Warren Ellis Talks Smartassedly About G.I. Joe Resolute

As you might recall, comics maestro Warren Ellis is writing the script for G.I. Joe Resolute, a determinedly PG-13 Joe cartoon aimed for older fans, which is mathematically nine kinds of awesome. Well, Ellis blogged about making Resolute on his website recently, and ENewsI was there to copy and paste it, and now I’m here to give you the highlights version:

It went like this. Sam Register phoned me up and said, we?d really like you to write a GI JOE animation, at a PG-13 rating, aimed at an older viewer. I said, I?ve never seen a GI JOE cartoon in my life. The closest I got to a GI JOE comic was drinking with Larry Hama. I?ve never even seen a GI JOE. Couldn?t tell you what they look like if you paid me. I know nothing about GI JOE. It is meaningless in my world.

Excellent, Sam said. Just the guy we need.

It was hard not to notice, at this point, that Sam Register is crazier than a shithouse rat. Therefore I decided to take the job.

I didn’t realize Register, the guy behind the awesome Teen Titans cartoon as well as Hi Hi Puffy AmiYumi, was doing Resolute as well. That’s groovy. After realizing G.I. Joe was basically a carbon copy of his beloved Action Man, Ellis got excited for the job.

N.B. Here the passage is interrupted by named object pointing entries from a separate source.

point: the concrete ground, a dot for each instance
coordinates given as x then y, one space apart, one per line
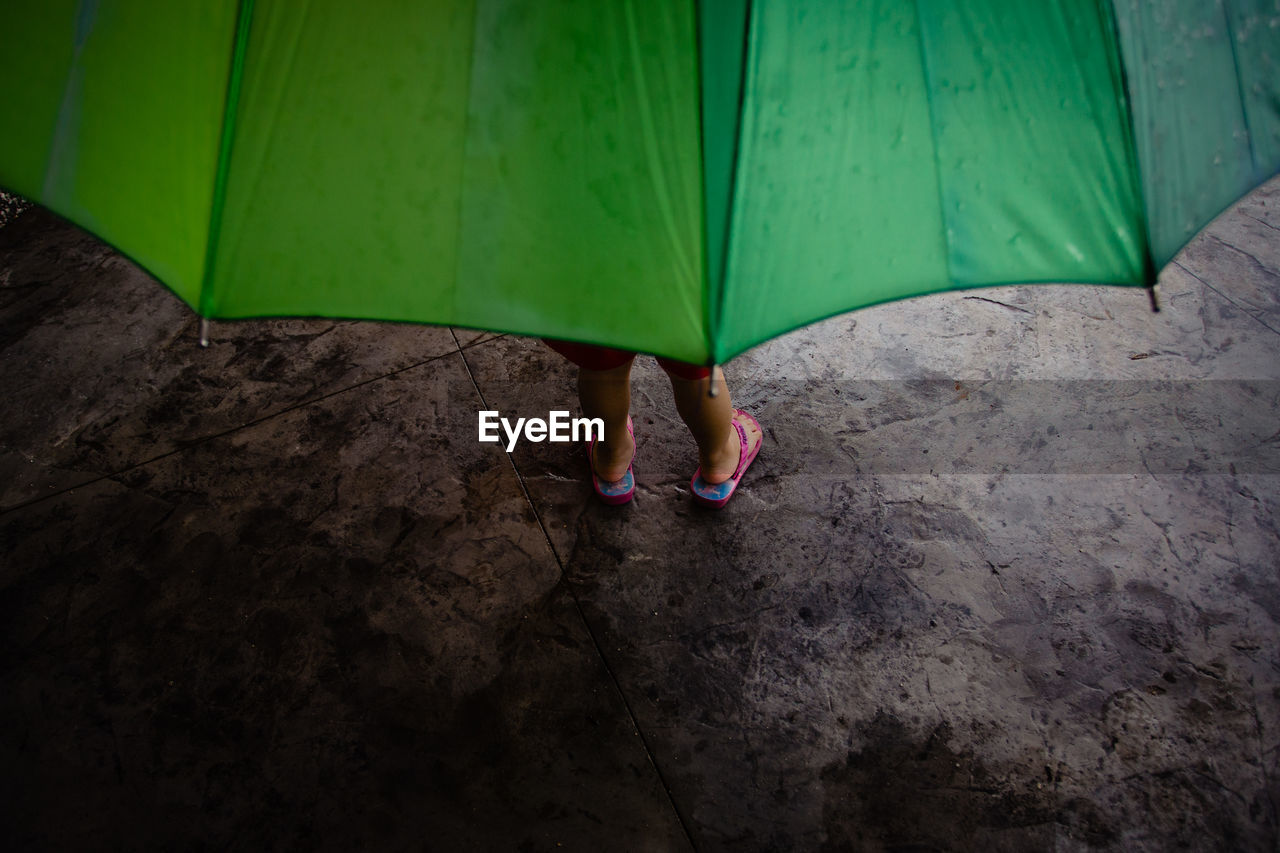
1005 576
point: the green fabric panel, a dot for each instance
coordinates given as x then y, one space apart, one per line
1032 144
115 123
1255 26
37 44
344 179
837 195
722 44
581 215
1189 124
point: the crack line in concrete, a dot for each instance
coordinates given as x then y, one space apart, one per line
1243 308
581 614
204 439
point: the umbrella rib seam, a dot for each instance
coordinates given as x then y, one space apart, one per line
933 137
1239 87
231 106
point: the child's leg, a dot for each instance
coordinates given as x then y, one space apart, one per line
607 395
604 392
709 419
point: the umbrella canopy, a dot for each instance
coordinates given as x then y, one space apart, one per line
666 176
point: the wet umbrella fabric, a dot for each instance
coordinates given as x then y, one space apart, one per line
672 177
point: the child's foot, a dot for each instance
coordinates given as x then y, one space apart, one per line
611 463
612 477
716 484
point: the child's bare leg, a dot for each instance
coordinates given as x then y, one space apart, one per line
709 419
607 395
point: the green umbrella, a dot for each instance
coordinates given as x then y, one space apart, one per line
666 176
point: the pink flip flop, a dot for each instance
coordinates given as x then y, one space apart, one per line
720 493
620 491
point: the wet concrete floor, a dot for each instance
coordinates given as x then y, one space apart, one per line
1005 576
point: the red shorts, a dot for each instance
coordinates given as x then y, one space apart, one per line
592 357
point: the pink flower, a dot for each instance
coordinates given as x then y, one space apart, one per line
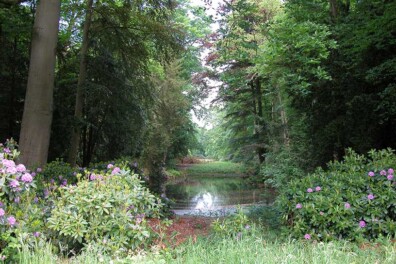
27 177
14 183
11 170
11 220
8 163
92 177
21 168
116 170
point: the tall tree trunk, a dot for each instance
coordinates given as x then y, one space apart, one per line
78 110
37 114
284 121
333 8
258 117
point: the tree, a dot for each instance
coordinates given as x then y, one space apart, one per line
37 115
78 111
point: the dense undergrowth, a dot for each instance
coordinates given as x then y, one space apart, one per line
59 214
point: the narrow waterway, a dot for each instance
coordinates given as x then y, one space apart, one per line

So my brief was to produce a non-tiny-child-oriented GI JOE. Which necessitated reading just a toxic amount of research, leading me to birth an odd, lumpy, normal-for-Norfolk-looking hybrid of the comic and the cartoon. The idea was, as I understand it, that bringing in a writer with absolutely no nostalgia for the property would give them the tone they were looking for. I think they were happy when I presented them with the initial list of characters I was going to just kill. And then the list of things I was going to blow up.

The people at Hasbro were actually remarkably supportive. And I did apologise after shouting at them those times. And they did give me one of those conversations that you never really expect to have when growing up:

HASBRO: No, Warren, you cannot wipe Beijing from the face of the earth.

ME: Sh*t. (pause) What about Moscow?

HASBRO: Wiping Moscow from the face of the earth would be fine.

Hee hee! Now, in case you were thinking Ellis was going to get his hands on G.I. Joe and not seriously fuck around with them, you could not be more wrong:

Two probably-beloved characters die in the first five minutes. Snake-Eyes gets to impale someone while traveling at a hundred miles an hour. Cobra Commander isn?t very funny any more. Although, really, given that his uniform includes wearing a bag over his head, there are limits to how unfunny he can be at any given time.

I’m trying to quantify how much more excited I am by Resolute than the live-action movie, but I’m having a rough time. I think it’s because I’m dealing with infinity.